In light of these facts, Hertzberg’s reassurances that “Obama is not such an easy target” for Catholics is less than convincing. For instance, the Church calls upon Catholics to actively oppose embryonic stem cell research. Upon his election, however, Obama directly reversed gains made by the pro-life community during the Bush administration. Furthermore, Hertzberg’s rehabilitation of Obama’s decision “to cancel the so-called “global gag rule,” which denied funds to overseas family-planning organizations that also offer abortion services” lacks Catholic contextualization. His column contends these organizations would, in fact, reduce the total number of abortions by distributing contraceptives.
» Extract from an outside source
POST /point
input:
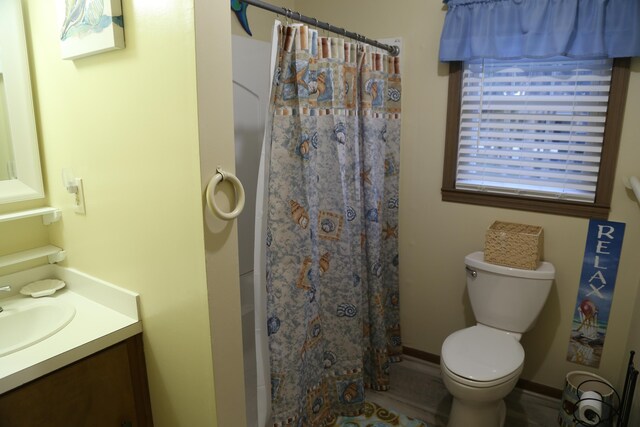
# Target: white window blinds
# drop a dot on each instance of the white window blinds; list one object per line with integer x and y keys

Has he forgotten artificial contraception is also immoral in Catholic faith? Is he also aware that actively facilitating some abortion is still immoral in Catholic moral theology, even in the name of reducing the total number of abortions (as “means never justify ends”)? Hertzberg praises “Obama’s approach—practical, nonideological, “pro-choice” but hardly pro-abortion” as the best possible approach; in the Church’s eyes, however, it is a poor substitute for the pro-life approach of the Bush administration.
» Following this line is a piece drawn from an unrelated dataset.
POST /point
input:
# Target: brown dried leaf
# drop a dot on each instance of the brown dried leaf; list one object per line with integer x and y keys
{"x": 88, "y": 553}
Still, individual Catholics are hardly uniform in their response to Obama’s pro-choice stance. As Hertzberg rightly observes, “the controversy about Obama’s Notre Dame appearance” emerges from “divisions within the American Catholic community.” However, his assessment that ”the real division is between social conservatives, on the one hand, and social moderates and liberals, on the other, not between Catholics and non-Catholics” is inadequate. No one disputes the fact that this debate is being fought between professed Catholics. However, those holding more “conservative” stances do so precisely out of an explicit fidelity to the teaching of the Catholic Church. Hertzberg cites several statistics indicating, “more Catholics would keep abortion legal in all or most cases,” and that there is “practically no difference between Catholics and non-Catholics on embryonic stem-cell research.” But who are these “Catholics?” Polls conducted by Center for Applied Research in the Apostolate (Georgetown University) indicate that 56% of professed Catholics attend Mass at most “a few times a year,” with 32% of those claiming to attend “rarely or never.” Statistically, those whom Hertzberg labels “social conservatives” are likeliest to be the Catholics most fully integrated into the practice of Catholic faith.
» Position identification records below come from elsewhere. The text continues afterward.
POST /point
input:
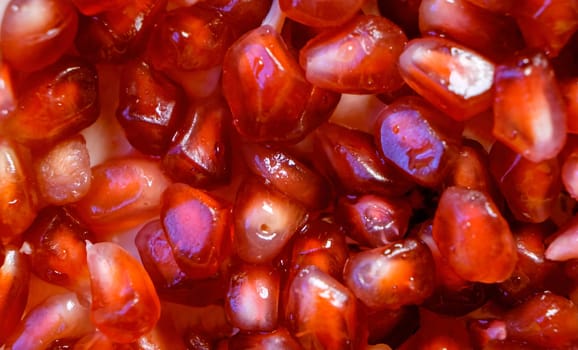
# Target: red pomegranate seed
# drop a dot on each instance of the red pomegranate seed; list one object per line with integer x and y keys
{"x": 57, "y": 250}
{"x": 454, "y": 78}
{"x": 408, "y": 135}
{"x": 242, "y": 15}
{"x": 63, "y": 173}
{"x": 320, "y": 244}
{"x": 150, "y": 108}
{"x": 55, "y": 103}
{"x": 528, "y": 108}
{"x": 60, "y": 316}
{"x": 265, "y": 220}
{"x": 570, "y": 93}
{"x": 278, "y": 339}
{"x": 253, "y": 298}
{"x": 197, "y": 247}
{"x": 563, "y": 246}
{"x": 157, "y": 256}
{"x": 125, "y": 304}
{"x": 392, "y": 276}
{"x": 491, "y": 34}
{"x": 545, "y": 320}
{"x": 530, "y": 189}
{"x": 322, "y": 313}
{"x": 320, "y": 14}
{"x": 115, "y": 35}
{"x": 7, "y": 97}
{"x": 352, "y": 159}
{"x": 18, "y": 198}
{"x": 269, "y": 97}
{"x": 14, "y": 287}
{"x": 372, "y": 220}
{"x": 124, "y": 193}
{"x": 532, "y": 268}
{"x": 288, "y": 175}
{"x": 547, "y": 25}
{"x": 94, "y": 7}
{"x": 35, "y": 33}
{"x": 404, "y": 13}
{"x": 470, "y": 232}
{"x": 360, "y": 57}
{"x": 200, "y": 152}
{"x": 190, "y": 38}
This is the issue, of course: integration into Catholic faith. Catholics protesting Notre Dame’s decision fear that the University is losing its Catholic identity, by displaying a passivity towards Pres. Obama’s record on abortion inconsistent with the evangelistic aims of a “Catholic university.” A “Catholic university,” John Paul II asserted, manifests ”institutional fidelity. . . to the Christian message,” including “a recognition of and adherence to the teaching authority of the Church in matters of faith and morals” (“Ex Corde Ecclesiae,” 27). According to the Unites States Conference of Catholic Bishops (USCCB), this requires that “Catholic institutions. . . not honor those who act in defiance of our fundamental moral principles. They should not be given awards, honors or platforms which would suggest support for their actions.” (“Catholics in Political Life.”) For many, Notre Dame is betraying its “Catholic” identity by disregarding this injunction.

Francis Cardinal George, the Archbishop of Chicago and USCCB president, may have said it best: “It is clear that Notre Dame didn’t understand what it means to be Catholic when they issued this invitation.”